Bildad the Shuhite says in chapter 8 verse 3 and 4:

Does God pervert justice? Does the Almighty pervert what is right? When Your children sinned against him, he gave them over to the penalty of their sin.

When they sinned? How does he know that? Was Bildad there? Did he see them sin? The Bible doesn’t say he was. So was it his opinion stemming from the theology that only good things happen to righteous people and bad things to the unrighteous?

Job responds in chapter 9 and I’m quoting from verse 14-17:

How then can I dispute with him? How can I find words to argue with him?

Though I were innocent, I could not answer him; I could only plead with my Judge for mercy.

Even if I summoned him and he responded, I do not believe he would give me a hearing.

He would crush me with a storm and multiply my wounds for no reason.

I’d been reading Job a while ago and, honestly, I don’t really enjoy reading it. I enjoy reading it even less because the accusing from Job’s friends and Job accusing God makes me cringe. Really, people, it gets ugly. But mostly I cringed because I recognized myself in Job. Not in the degree of suffering, of course, but in what has come out of my mouth during times of struggling. I’m not gonna lie, the last, um, lifetime has been hard but especially these last 9-ish years. But no matter my struggle, what was in my heart came out of my mouth and it was exceedingly ugly at times. Not always but there were definitely times that it was.

Hadn’t God seen my obedience? Didn’t he know that I studied to be in ministry? Did he remember that I was in ministry? Did he realize that I gave that up because he wanted me to? I embraced uncertainty, moved to two different states and six different cities, cried every single day for his will to be done. And the more I cried and prayed the harder things got. I tried to be perfect in my obedience, perfect in my perspective, perfect in looking on the bright side and perfect in listening for and doing his will. And our finances failed in spite of giving, my health failed in spite of my best efforts to be healthy and my marriage was miserable.

Why would someone offer sacrifices for their kids just in case they sinned? Who does that? I think that Job 3:35 answers that.

What I feared has come upon me; what I dreaded has happened to me.

In my non-theologian opinion, that verse speaks volumes about Job’s motives. Now, before you get ready to stone me, I’m not saying that he didn’t suffer, I’m not saying that he wasn’t righteous. The Bible says he did suffer greatly and was a righteous man. And yet, in his heart, he believed that all his piety would save him from suffering. And in that way, I am Job.

It was a Saturday like any other Saturday.

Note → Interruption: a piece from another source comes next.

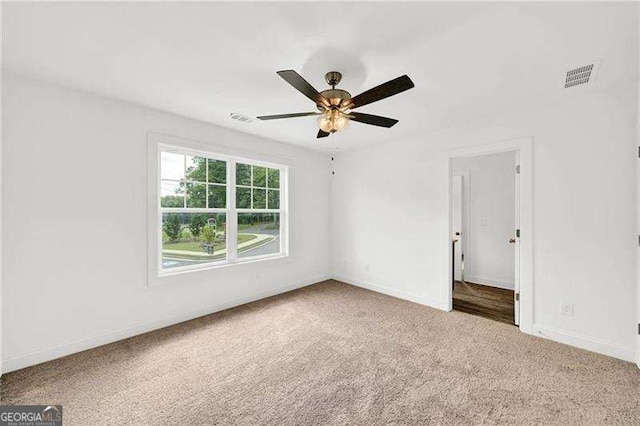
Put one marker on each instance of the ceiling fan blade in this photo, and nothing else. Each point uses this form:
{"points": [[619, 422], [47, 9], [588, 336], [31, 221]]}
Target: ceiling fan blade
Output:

I’d like to say that the Buttons are an incredibly productive lot on Saturdays but we usually aren’t. We had a late breakfast and Travis started going through the bills and once again, our backs were up against a wall and our financial position was going to change and not in a good way. So he and I prayed like we always do in those situations. When it was my turn, I asked God to reveal if we had done something to keep us from experiencing breakthrough in our finances. And after we prayed I decided to take some time and pray by myself. And like a movie, I could see myself over these last several years praying and crying and declaring my innocence. “I’ve done everything the right way!” I declared it over and over. Yes, I did seek the Lord in every area, every aspect, every decision. But why? Yes, I love God with all my heart. But was there something else? Unfortunately there was. It’s the formula, Amy+obedience= God’s blessing. My faith wasn’t in God’s faithfulness or his love or his ability to deliver and heal me. My faith was in my obedience. That if I am faithfully obedient enough, God has to bless me.

When the realization of my sin hit me I was humbled. The Lord didn’t say to me like he did to Job:

Brace yourself like a man; I will question you, and you shall answer me. Where were you when I laid the earth’s foundation? Tell me, if you understand. Chapter 38 vs. 3-4

And for that I am very grateful. Instead he poured his love out on me as I sobbed in repentance. I felt like Paul in Romans 7:24;

What a wretched (wo)man I am! Who will rescue me from this body of death?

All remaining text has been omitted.